Originally the Guinardó festa major was held on 27th April, the feast day of Mare de Déu de Montserrat. But, for scheduling reasons and the progressive secularisation of society, it was moved to the weekend after 1st May.
Did you know...
One of the capgrossos, the big-headed figures from Horta-Guinardó is dedicated to Antoni Roca, a local activist. It was made by Toni Mujal, an artist from Cardona, and was unveiled in the 1985 festa major.
Bell ringing. On the first day of the festa major, the three parish churches all ring their bells at the same time to signal the start of the celebrations. At the same time the town crier shouts his news in Passeig de Maragall, accompanied by the trabucaires firing off salutes with their blunderbusses.
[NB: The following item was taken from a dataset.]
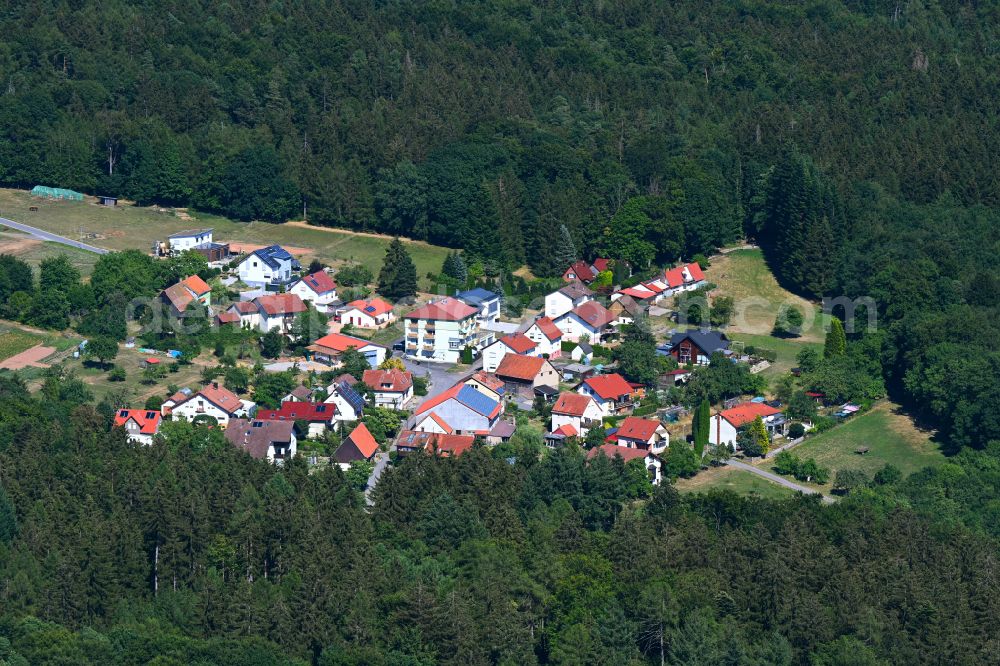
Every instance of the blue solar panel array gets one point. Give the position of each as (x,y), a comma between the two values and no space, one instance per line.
(476,401)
Festival in the park. On the last day of the festa major, all the festivities move to the Parc del Guinardó. Throughout the day, from 9 am to 9 pm, there are shows in the streets, workshops for kids, havanera singing and community meals. All the day's popular culture activities also start and end here, like the cercavila gegantera, the procession of giants, and the correfoc, the fire run.
Matinades de trabucaires. Early in the morning on the last day of the festival, the Trabucaires d’en Perot Rocaguinarda go out with their blunderbusses and wake up the locals with their rumpus. They want to let everyone know that the big day has arrived and that all the people are invited to take part in the festival.
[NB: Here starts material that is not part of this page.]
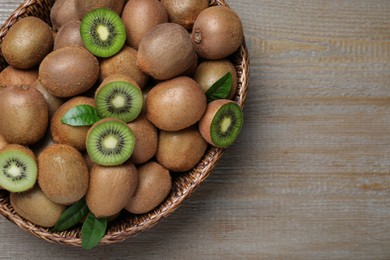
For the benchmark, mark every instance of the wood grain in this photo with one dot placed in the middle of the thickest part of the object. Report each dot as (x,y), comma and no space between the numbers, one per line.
(309,176)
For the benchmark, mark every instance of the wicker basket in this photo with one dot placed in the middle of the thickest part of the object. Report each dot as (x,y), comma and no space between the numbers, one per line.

Cercavila procession. The Guinardó's festival giants, Joan el Portuguès and Marieta de la Font del Cuento, host the cercavila, the procession of festival figures.The little giants of Xarrac, the big-headed capgrossos, and the traditional gralla players with their drummers also all take part. The parade winds it way around the neighbourhood and ends up in the Parc del Guinardó, where festival events take place all day.
Correfoc. The devils' group the Malignes del Guinardó organise the final correfoc, or fire run, which leaves the park to make its way through the neighbourhood's most central streets. The fire and percussion show finishes in a blaze in Plaça Catalana.
Horta-Guinardó's giant represents the bandit Perot Rocaguinarda as legend says he was one of the famous people put up in Mas Guinardó. The figure and his partner, the giant washerwoman of Horta, were both made by the sculptor Xavier Jansana, in 1986.